Robust generalization is a major challenge in deep learning, particularly when the number of trainable parameters is very large. In general, it is very difficult to know if the network has memorized a particular set of examples or understood the underlying rule (or both). Motivated by this challenge, we study an interpretable model where generalizing representations are understood analytically, and are easily distinguishable from the memorizing ones. Namely, we consider two-layer neural networks trained on modular arithmetic tasks where ($\xi \cdot 100\%$) of labels are corrupted (\emph{i.e.} some results of the modular operations in the training set are incorrect).
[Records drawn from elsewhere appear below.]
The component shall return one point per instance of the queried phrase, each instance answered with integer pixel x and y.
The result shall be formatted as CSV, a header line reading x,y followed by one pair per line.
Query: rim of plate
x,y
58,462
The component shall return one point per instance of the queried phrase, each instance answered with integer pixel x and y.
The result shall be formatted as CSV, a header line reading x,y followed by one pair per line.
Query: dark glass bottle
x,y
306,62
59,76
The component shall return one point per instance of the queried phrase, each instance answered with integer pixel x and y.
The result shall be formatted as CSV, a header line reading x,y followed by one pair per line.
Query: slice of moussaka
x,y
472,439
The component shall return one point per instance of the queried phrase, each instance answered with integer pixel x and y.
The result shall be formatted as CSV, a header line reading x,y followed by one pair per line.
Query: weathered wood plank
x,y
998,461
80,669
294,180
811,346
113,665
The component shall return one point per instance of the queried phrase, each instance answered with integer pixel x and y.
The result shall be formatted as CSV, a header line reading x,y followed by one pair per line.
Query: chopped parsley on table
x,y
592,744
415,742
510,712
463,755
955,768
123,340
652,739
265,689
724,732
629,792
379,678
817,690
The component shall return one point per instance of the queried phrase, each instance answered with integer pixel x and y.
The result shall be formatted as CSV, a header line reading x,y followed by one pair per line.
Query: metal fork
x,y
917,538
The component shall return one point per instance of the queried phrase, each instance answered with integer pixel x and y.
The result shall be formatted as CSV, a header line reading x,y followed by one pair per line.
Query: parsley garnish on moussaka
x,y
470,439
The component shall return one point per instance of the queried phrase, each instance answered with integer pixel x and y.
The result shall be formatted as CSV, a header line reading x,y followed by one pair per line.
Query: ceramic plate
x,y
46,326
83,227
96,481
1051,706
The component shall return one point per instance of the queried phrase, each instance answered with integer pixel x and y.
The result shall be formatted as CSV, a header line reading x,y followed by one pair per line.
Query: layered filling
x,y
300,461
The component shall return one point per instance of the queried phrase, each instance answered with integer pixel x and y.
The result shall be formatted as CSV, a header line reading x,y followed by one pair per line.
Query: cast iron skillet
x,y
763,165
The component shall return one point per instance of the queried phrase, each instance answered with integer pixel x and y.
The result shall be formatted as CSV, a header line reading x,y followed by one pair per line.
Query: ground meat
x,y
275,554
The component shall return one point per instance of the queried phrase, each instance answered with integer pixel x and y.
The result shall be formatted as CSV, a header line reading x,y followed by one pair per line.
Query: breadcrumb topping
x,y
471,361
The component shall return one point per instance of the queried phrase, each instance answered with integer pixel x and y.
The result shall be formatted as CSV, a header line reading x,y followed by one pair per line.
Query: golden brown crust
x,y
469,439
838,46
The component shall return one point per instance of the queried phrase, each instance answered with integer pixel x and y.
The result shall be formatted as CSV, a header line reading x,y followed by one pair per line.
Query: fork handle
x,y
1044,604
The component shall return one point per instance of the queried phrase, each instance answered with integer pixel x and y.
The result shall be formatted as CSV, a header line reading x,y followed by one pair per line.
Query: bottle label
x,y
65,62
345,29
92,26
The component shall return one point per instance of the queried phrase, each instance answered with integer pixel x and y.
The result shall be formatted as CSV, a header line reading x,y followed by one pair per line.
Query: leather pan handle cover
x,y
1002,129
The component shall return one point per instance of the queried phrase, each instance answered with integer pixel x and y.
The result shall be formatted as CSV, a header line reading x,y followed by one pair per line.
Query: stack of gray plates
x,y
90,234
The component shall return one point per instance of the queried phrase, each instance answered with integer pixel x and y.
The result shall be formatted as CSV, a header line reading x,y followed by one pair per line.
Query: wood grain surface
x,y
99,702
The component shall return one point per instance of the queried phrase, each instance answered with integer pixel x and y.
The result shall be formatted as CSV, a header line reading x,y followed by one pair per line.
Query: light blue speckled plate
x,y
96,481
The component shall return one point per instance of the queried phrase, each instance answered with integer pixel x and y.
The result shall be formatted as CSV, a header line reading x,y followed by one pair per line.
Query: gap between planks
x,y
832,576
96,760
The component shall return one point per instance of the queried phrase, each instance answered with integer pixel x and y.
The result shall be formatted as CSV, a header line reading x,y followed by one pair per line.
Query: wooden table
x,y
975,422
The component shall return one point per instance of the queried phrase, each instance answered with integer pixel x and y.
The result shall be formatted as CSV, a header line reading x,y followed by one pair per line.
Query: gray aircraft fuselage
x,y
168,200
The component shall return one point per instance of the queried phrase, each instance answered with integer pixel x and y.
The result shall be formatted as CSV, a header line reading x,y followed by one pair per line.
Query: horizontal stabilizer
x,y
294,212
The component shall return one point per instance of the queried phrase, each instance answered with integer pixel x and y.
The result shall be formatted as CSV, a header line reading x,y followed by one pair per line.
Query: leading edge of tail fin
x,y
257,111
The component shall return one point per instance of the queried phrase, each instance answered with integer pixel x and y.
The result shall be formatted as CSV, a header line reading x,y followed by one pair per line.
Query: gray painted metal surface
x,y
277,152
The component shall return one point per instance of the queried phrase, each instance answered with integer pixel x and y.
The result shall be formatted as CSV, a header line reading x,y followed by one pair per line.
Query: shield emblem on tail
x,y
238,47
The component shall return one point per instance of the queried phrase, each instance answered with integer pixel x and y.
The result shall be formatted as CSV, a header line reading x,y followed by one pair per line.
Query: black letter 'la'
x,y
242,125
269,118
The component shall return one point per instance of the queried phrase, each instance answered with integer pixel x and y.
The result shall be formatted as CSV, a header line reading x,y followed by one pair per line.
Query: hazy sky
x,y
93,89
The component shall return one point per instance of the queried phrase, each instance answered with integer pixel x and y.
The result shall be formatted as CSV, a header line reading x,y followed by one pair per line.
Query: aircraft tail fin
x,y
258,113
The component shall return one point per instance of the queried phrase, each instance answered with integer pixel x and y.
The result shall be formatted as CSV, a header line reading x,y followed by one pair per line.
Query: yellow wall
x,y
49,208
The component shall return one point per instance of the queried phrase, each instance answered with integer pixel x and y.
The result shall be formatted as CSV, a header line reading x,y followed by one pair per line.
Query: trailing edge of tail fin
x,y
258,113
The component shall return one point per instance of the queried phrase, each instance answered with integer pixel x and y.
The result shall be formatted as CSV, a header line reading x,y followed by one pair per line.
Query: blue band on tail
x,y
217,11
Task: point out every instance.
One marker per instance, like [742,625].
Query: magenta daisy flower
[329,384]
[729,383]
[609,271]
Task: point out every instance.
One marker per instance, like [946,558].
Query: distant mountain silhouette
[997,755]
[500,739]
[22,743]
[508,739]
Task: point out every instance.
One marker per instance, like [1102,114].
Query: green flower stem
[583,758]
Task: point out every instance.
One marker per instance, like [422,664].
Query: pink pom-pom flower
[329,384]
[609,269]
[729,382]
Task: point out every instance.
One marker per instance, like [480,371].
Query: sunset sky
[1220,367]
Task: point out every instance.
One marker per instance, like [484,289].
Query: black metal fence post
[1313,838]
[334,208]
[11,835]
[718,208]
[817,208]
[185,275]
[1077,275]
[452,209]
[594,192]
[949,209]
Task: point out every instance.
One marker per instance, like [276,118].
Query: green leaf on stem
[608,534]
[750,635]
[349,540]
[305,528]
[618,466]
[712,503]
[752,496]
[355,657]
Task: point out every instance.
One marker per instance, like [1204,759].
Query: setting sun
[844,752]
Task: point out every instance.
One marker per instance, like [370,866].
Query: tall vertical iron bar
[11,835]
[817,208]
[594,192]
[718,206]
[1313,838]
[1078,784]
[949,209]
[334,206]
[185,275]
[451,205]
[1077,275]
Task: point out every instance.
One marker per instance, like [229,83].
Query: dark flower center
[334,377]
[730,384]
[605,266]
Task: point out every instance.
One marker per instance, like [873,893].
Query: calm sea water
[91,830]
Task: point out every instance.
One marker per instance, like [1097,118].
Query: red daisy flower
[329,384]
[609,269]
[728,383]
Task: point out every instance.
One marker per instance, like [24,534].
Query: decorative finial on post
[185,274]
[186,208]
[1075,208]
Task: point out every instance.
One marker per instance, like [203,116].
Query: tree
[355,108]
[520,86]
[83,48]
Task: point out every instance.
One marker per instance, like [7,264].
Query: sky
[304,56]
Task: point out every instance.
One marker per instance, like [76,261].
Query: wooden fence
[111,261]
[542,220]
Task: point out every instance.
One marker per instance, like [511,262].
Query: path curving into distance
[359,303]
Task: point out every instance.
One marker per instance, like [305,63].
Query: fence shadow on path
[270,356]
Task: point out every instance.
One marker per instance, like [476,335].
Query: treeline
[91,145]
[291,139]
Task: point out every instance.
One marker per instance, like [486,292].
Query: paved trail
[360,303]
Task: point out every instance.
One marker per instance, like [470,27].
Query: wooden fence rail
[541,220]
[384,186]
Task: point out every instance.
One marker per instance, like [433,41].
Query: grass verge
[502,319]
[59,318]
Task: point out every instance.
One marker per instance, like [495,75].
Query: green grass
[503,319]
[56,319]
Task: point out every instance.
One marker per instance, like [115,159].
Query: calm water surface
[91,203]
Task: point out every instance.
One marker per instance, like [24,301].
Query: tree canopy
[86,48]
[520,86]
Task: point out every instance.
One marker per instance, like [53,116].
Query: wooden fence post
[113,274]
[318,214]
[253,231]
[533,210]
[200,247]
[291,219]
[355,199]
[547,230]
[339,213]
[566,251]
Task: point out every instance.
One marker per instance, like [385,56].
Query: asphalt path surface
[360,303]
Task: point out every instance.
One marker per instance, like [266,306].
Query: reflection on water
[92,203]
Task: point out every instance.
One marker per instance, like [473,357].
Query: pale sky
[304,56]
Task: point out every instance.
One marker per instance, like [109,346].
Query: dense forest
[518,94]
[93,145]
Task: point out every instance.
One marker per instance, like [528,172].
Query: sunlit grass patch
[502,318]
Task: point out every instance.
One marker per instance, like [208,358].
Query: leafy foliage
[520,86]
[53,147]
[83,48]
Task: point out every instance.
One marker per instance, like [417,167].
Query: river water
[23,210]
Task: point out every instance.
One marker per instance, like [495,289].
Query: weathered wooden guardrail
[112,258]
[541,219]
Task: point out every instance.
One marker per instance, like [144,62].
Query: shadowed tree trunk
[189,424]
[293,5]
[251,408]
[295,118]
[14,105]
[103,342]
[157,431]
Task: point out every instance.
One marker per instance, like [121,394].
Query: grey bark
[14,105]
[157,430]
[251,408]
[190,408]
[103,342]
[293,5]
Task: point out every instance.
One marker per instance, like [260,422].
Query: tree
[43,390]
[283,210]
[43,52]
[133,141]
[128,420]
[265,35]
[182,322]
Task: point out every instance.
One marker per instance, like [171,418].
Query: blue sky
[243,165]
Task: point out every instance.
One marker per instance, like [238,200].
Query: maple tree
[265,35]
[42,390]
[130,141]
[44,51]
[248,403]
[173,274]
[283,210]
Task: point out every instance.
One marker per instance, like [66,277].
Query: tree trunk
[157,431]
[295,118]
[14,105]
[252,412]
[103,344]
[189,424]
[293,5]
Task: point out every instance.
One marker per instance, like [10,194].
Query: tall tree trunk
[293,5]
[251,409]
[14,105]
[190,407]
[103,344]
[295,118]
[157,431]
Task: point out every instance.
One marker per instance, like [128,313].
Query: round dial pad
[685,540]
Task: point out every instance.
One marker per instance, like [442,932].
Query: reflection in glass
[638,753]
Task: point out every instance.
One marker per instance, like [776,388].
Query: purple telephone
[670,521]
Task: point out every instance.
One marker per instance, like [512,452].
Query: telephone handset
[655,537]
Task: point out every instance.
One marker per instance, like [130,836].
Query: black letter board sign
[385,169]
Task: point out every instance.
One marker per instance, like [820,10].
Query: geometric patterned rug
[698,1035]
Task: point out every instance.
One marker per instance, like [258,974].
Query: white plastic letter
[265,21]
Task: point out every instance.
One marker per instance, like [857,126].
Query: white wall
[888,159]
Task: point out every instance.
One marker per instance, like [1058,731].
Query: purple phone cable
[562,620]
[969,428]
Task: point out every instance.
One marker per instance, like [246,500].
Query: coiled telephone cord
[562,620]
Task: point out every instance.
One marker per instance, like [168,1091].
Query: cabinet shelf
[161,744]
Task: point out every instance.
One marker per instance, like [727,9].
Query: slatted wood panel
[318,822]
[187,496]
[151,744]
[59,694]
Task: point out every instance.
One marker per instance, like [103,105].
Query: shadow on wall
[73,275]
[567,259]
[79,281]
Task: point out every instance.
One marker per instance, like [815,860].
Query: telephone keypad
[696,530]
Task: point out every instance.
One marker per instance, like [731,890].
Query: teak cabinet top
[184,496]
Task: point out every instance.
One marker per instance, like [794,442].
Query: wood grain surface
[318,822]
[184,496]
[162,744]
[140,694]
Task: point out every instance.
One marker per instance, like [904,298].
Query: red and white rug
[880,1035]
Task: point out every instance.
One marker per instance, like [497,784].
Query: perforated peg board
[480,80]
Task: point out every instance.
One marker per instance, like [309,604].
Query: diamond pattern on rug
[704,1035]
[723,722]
We show that (i) it is possible for the network to memorize the corrupted labels \emph{and} achieve $100\%$ generalization at the same time; (ii) the memorizing neurons can be identified and pruned, lowering the accuracy on corrupted data and improving the accuracy on uncorrupted data; (iii) regularization methods such as weight decay, dropout and BatchNorm force the network to ignore the corrupted data during optimization, and achieve $100\%$ accuracy on the uncorrupted dataset; and (iv) the effect of these regularization methods is (``mechanistically'') interpretable: weight decay and dropout force all the neurons to learn generalizing representations, while BatchNorm de-amplifies the output of memorizing neurons and amplifies the output of the generalizing ones. Finally, we show that in the presence of regularization, the training dynamics involves two consecutive stages: first, the network undergoes the \emph{grokking} dynamics reaching high train \emph{and} test accuracy; second, it unlearns the memorizing representations, where train accuracy suddenly jumps from $100\%$ to $100 (1-\xi)\%$.